Mark Melloan, a graduate student from Elizabethtown, described life on the Hill through his words in his song “High on a Hilltop.” The guests listened to Melloan sing while they had dessert – a chocolate bourbon treat, shaped like a hilltop tower, topped with a red and white glaze.

They also saw pictures of Western life over the years.

After Melloan’s performance, Ransdell announced that his song would be played at all the home basketball games.

“Mark sang of tradition, spirit and pride,” Ransdell said. “These are the intangibles that drive the ‘Investing in the Spirit’ campaign; the intangibles that produce tangibles.

“Tonight we honor the tradition, bask in the spirit and swell in pride that you have made possible.”

During the program, the “Investing in the Spirit” campaign co-chairs Don Vitale and Mary Nixon announced the campaign totals.

The money from the campaign helped create 27 endowed professorships and $29 million in scholarships and brought the university’s endowment to $56.4 million.

Bruce Merrick, of Louisville, said he liked seeing all the visible changes as a result of their gifts. Merrick, a 1975 alumnus, said he also enjoyed the photojournalism exhibit at Media Hall.

“This reconnects me with the same excellence I experienced 30 years ago,” he said. “It feels great to be back.”

Jerald Manning, of Bowling Green, said he enjoyed seeing the buildings on campus and participating in the festivities.

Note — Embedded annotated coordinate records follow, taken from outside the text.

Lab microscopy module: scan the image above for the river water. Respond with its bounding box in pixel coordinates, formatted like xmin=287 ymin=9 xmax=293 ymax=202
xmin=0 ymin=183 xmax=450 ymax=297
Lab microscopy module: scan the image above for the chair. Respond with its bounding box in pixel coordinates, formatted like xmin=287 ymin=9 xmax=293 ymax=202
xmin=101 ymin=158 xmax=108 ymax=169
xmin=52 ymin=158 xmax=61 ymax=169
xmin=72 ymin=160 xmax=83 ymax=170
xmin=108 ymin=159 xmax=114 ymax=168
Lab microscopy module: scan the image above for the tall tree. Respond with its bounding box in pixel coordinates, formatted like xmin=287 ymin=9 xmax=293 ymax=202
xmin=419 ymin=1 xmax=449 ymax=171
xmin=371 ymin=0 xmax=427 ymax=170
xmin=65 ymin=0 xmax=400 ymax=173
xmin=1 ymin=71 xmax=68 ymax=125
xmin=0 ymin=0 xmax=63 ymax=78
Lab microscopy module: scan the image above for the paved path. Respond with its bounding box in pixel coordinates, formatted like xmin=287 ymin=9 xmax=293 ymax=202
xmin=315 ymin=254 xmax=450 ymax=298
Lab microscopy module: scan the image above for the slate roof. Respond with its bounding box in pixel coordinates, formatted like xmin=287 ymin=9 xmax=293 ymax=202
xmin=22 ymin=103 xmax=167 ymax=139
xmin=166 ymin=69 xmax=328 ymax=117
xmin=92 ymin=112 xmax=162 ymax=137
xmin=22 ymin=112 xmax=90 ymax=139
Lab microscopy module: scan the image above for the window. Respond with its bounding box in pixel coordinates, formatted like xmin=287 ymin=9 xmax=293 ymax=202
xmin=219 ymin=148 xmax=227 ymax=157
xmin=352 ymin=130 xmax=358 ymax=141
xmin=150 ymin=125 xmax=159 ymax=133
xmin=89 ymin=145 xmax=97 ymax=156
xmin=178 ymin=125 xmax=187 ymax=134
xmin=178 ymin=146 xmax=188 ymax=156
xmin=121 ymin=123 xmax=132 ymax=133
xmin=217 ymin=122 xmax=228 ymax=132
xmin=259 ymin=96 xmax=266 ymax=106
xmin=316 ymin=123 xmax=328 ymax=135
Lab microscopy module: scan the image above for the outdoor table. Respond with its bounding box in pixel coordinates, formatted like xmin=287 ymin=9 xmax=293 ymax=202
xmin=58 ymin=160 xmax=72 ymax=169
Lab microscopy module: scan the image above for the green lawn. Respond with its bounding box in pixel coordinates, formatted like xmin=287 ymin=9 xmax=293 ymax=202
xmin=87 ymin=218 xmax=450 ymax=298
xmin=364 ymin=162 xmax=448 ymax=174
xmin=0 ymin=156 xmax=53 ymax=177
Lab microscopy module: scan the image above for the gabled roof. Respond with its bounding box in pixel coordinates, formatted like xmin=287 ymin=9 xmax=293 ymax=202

“I think it’s a great way to see old friends from my Western days,” he said.

Gordon Ford, the 1934 alumnus who gave the $10.6 leading gift for the campaign, said the campus has changed for the better since he attended classes on the Hill.

“It’s just changed so much,” he said. “It’s a different world.”

He was especially impressed with the Guthrie Bell Tower.

“It ties the old campus and the new campus together,” he said.

Like the bell tower tying together the old with the new, the people of Western’s past, present and future danced together at the end of the program to celebrate the same thing: the changes $102 million can produce.